Ayë! ayë! ayê! — foram as exclamações do herói em narração registrada na comunidade Karohi. “Foi Nosiriwë — diz essa versão — quem propagou o tabaco por toda parte. Foi Cuchicuchi quem o descobriu”.

Esta é uma tradução de AmaZone de “En busca del tabaco (II)”, In Yanomami. Los pueblos indios en sus mitos Nº 4, pp. 68-70, de Jacques Lizot, Luis Coco & Juan Finkers (Abya-Yala, 1993). O mito pertence ao conjunto compilado por Lizot.

Sobre ansiedade considerada análoga por este mito Yanomami, uma menina Plêiades do Alto Rio Negro assim se exprimiu:
“Mamãe, sofro de um certo mal, que me dá uma vontade que não sei explicar”.
“O que você sente?”
“Quando meu mal começa, é uma coceira, uma mal-estar que dói e não dói, corre-me depois pelo corpo todo e me dá uma vontade de me morder todinha, e no fim sinto que vou desmaiar e choro.
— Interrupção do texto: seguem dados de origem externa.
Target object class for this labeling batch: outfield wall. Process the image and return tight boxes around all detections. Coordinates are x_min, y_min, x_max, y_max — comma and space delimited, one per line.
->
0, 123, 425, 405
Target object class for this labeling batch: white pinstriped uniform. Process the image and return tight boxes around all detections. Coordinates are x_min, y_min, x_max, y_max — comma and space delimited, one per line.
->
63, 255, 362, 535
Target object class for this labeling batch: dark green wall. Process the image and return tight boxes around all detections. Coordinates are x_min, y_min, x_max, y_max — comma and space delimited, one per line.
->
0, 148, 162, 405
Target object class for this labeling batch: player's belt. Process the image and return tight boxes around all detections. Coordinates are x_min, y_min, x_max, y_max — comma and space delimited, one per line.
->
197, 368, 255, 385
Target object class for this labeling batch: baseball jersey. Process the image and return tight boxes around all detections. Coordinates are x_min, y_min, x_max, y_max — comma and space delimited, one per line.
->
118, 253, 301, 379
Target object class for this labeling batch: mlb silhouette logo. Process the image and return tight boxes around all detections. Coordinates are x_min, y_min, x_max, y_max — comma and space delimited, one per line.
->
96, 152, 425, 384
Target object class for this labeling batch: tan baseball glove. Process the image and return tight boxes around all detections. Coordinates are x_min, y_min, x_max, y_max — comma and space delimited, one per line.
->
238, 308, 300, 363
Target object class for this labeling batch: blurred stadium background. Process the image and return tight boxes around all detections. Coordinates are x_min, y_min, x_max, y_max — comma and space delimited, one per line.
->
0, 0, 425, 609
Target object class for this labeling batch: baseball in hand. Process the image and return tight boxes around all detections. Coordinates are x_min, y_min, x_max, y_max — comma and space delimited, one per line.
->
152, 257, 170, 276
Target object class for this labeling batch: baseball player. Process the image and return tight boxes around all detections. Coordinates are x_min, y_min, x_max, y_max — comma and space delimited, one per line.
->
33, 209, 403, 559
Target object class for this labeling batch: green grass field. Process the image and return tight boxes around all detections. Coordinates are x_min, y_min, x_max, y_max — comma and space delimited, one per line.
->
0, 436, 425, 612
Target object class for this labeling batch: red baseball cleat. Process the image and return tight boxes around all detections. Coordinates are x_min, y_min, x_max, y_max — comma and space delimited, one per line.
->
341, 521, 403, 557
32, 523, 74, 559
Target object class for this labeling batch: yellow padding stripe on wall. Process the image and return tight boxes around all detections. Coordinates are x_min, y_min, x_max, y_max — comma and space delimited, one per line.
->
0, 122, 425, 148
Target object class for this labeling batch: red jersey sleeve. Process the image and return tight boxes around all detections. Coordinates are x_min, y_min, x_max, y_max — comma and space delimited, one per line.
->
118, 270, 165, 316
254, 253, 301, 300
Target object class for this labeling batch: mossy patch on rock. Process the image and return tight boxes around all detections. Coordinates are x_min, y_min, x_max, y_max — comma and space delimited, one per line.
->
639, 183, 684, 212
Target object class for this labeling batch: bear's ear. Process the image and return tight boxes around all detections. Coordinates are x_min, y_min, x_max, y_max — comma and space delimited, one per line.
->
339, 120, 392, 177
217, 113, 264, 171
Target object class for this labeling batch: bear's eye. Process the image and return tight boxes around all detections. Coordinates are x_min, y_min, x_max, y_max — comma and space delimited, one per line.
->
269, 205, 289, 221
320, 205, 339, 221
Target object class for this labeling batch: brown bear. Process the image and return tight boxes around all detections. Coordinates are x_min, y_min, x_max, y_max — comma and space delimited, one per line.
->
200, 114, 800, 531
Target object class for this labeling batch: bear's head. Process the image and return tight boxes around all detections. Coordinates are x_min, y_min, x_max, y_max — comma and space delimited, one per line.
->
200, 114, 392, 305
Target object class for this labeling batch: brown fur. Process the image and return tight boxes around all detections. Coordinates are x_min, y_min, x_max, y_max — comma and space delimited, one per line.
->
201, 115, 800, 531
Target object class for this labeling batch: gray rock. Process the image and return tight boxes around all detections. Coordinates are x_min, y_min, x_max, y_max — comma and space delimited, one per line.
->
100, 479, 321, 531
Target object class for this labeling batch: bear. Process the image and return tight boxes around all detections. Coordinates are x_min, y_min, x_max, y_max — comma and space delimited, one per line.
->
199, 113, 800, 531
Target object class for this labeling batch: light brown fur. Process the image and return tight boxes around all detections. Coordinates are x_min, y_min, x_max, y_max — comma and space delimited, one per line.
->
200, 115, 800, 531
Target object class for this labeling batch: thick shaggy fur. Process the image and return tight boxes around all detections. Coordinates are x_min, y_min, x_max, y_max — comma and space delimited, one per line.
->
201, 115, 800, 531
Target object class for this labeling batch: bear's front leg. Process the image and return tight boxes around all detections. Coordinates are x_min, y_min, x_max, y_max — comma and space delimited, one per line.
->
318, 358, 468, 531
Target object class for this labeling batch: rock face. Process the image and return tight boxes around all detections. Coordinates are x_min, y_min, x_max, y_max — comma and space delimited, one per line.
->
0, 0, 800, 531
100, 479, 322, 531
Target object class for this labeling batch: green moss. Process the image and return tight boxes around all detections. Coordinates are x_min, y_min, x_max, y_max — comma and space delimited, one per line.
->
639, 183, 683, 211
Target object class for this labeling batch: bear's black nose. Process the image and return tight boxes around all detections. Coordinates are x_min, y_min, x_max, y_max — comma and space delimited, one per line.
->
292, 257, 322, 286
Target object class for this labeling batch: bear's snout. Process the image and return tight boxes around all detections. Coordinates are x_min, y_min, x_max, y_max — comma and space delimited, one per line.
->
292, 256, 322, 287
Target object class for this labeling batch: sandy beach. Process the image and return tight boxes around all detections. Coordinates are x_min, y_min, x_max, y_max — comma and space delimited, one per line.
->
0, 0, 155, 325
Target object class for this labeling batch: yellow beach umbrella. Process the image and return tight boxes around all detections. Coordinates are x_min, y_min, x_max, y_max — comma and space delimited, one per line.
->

Quando durmo vejo sempre do lado de minha rede uma porção de jovens bonitos que querem me beijar, querem me abraçar e eu não consigo fugir”.
“Lenda de Jurupari”, de Maximiano José Roberto/Stradelli, p. 303-304, In Makunaíma e Jurupari, Sérgio Medeiros (org.). Perspectiva, 2002. (Trad.: Aurora. F. Bernardini)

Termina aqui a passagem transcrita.